Jul 11/98: Nisga'a treaty close to being signed

NISGA'A TREATY CLOSE TO BEING SIGNED

Negotiators are optimistic that the historic deal is imminent, although it will still be far from being law

Vancouver Sun
July 11, 1998
Jim Beatty - Sun Legislature Bureau

[S.I.S.I.S. note: The following mainstream news article may contain biased or distorted information and may be missing pertinent facts and/or context. It is provided for reference only.]

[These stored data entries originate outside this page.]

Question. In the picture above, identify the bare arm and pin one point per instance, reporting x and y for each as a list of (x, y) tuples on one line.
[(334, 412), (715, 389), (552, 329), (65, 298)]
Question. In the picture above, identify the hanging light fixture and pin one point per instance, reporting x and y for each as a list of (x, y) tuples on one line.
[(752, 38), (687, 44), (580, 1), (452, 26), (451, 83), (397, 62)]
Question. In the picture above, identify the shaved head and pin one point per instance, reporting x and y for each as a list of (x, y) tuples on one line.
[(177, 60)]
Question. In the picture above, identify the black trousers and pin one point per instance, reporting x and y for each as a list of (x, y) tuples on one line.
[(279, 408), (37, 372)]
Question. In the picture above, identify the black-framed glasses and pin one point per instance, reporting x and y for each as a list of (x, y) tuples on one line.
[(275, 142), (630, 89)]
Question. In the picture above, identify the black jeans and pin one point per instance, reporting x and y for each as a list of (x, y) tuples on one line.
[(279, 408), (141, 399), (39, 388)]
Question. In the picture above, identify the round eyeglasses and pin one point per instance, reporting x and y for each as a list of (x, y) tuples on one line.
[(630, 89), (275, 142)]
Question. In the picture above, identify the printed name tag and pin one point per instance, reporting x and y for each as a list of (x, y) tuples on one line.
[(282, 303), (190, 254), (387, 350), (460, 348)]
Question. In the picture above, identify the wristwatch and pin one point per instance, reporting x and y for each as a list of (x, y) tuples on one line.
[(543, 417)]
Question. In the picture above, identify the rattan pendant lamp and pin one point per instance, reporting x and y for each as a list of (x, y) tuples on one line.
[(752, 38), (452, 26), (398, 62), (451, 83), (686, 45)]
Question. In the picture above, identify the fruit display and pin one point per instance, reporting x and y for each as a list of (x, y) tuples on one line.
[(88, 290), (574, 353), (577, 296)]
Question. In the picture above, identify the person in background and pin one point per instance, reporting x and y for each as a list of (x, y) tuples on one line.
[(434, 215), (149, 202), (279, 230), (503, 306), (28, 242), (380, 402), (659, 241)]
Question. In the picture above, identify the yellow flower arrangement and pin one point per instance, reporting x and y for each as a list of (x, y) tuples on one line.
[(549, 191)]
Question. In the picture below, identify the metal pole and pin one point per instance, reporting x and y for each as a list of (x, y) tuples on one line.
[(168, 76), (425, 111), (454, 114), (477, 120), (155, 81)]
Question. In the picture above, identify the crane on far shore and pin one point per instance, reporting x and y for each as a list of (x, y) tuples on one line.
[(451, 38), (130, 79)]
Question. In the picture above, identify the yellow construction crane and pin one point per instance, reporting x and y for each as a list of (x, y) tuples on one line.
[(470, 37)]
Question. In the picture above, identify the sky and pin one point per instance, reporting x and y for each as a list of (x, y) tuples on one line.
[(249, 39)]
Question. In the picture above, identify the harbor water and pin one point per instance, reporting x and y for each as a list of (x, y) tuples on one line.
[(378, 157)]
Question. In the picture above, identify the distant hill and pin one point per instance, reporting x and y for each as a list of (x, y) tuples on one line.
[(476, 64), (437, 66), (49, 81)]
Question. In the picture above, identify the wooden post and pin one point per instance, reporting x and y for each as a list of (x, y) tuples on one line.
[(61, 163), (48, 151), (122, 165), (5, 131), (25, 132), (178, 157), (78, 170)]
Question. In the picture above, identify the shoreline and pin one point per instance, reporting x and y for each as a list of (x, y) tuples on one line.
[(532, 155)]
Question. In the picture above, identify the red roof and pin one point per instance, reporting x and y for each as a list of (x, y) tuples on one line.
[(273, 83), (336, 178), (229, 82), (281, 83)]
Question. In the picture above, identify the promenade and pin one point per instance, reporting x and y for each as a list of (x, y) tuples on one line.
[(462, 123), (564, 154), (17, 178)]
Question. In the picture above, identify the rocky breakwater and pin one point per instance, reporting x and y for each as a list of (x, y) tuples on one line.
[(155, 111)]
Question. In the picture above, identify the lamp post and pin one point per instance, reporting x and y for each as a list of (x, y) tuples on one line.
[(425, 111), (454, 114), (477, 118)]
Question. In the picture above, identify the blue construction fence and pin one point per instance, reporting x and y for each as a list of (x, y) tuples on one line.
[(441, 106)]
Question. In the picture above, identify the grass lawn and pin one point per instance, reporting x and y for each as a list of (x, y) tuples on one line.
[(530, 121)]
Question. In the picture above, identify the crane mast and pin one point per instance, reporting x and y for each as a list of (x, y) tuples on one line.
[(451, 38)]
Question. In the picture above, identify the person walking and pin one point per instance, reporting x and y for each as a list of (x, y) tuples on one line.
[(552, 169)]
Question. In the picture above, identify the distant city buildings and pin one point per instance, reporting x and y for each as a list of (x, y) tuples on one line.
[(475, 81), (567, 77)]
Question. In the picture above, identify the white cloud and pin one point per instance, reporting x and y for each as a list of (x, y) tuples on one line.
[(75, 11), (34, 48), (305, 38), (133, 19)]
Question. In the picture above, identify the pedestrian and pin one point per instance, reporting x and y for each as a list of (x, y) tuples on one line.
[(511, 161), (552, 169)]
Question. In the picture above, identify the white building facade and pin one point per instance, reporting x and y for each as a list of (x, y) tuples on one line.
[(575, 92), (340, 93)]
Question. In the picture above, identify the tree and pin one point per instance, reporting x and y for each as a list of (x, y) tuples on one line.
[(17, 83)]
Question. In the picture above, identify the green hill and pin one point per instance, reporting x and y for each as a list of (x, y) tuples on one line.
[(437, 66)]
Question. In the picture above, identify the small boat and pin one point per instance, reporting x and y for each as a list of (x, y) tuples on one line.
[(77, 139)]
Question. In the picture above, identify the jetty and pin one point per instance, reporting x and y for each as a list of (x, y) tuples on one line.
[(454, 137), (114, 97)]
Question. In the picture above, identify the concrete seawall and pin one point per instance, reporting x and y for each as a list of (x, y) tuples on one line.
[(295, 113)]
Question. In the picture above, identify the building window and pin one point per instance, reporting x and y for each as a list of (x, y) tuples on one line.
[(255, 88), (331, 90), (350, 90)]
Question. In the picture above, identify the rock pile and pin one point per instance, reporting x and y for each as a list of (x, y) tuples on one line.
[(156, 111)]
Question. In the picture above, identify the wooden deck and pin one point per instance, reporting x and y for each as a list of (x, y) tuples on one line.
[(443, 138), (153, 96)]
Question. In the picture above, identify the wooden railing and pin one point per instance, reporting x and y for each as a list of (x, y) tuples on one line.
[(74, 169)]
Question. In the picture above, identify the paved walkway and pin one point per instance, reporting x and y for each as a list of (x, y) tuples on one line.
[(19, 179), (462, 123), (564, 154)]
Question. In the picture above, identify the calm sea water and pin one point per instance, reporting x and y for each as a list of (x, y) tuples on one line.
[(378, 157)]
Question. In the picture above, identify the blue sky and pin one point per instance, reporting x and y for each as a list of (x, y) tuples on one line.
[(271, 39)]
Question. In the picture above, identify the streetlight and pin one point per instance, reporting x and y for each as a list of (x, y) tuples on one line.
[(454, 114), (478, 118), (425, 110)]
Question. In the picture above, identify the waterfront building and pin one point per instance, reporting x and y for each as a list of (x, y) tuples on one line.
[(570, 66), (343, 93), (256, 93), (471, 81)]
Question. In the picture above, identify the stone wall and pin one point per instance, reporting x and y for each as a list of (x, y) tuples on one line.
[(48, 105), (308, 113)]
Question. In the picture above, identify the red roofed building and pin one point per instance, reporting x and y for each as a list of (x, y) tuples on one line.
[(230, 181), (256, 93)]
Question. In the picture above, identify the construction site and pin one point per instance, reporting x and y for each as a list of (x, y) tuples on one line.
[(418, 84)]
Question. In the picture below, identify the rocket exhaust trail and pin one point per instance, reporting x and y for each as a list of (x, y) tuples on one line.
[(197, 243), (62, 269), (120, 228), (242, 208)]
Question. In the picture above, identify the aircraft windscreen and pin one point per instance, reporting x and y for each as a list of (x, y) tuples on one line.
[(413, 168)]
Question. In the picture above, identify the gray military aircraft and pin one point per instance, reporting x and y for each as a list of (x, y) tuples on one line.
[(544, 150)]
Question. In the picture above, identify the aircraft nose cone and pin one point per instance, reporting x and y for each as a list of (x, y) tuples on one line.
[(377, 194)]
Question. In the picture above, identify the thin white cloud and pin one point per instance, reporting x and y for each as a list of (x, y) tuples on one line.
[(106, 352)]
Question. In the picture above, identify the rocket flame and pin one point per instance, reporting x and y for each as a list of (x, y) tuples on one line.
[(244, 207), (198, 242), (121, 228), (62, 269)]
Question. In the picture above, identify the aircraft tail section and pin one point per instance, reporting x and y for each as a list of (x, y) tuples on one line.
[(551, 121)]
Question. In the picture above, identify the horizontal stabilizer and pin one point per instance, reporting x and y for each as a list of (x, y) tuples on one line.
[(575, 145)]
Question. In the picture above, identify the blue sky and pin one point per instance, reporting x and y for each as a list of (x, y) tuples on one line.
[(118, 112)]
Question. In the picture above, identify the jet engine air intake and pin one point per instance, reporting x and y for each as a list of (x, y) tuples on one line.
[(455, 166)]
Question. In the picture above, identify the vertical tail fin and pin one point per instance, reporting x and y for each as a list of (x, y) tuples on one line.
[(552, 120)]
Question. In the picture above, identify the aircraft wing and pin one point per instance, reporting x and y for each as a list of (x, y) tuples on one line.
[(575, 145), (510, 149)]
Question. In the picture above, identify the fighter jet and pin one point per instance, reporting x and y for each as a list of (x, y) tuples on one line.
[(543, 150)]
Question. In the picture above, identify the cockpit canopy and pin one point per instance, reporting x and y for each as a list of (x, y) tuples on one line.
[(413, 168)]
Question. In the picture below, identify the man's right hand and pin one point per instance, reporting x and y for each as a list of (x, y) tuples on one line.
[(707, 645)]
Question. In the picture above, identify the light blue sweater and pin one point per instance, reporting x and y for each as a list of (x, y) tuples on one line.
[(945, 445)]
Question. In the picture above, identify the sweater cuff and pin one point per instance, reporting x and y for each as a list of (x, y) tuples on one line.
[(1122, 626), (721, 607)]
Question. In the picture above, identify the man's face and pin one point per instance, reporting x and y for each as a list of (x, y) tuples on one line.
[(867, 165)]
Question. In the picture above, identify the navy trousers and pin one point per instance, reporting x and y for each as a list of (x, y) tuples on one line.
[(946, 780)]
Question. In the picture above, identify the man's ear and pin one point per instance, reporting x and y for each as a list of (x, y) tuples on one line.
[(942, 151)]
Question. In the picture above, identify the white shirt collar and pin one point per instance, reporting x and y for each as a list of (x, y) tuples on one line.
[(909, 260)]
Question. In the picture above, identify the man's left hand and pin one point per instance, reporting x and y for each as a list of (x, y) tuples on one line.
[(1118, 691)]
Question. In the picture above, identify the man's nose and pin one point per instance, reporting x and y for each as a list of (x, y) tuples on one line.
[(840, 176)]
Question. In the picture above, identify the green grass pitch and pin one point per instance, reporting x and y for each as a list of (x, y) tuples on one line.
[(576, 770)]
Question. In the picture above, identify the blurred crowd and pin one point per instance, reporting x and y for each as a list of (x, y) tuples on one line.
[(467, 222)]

VICTORIA -- Details establishing B.C.'s first modern-day land claims treaty could be in place within a week as government and Nisga'a negotiators work through the weekend finalizing the agreement. "We haven't popped any champagne corks yet but we might start chilling it pretty soon," said John Watson, the regional director of Indian affairs. "It's very close...I guess after 15 years you run out of issues to clarify."

Although several key issues are still outstanding, negotiators representing the Nisga'a and federal and provincial governments remain optimistic a deal is imminent.

Negotiators are meeting in Terrace and sources say they still must hammer out details surrounding roads, forestry, heritage and "certainty," a term used to ensure the treaty [word garbled] all future claims once the deal is signed. But if negotiators wrap up talks as expected, a land claims treaty is still a long way from being law.

The deal must first be considered by a formal advisory committee representing third-party interests such as business, labour, municipal governments and environmental groups. While key officials may initial the historic deal -- possibly even Premier Glen Clark and Prime Minister Jean Chretien -- it must then be approved by the three parties.

The Nisga'a people will likely take two or three months to ratify the agreement. It must then be approved by the B.C. and federal governments.

B.C. Aboriginal Affairs Minister Dale Lovick said it is unlikely the proposed treaty will be added to the current legislative session, which will probably drag on through the summer. "We want the citizens of this province to know what the issues are," Lovick said Friday. "That means [there will be] an elaborate information campaign."

Lovick said a fall sitting of the legislature, an unusual occurrence in B.C., is a "plausible scenario" to deal with the Nisga'a issue.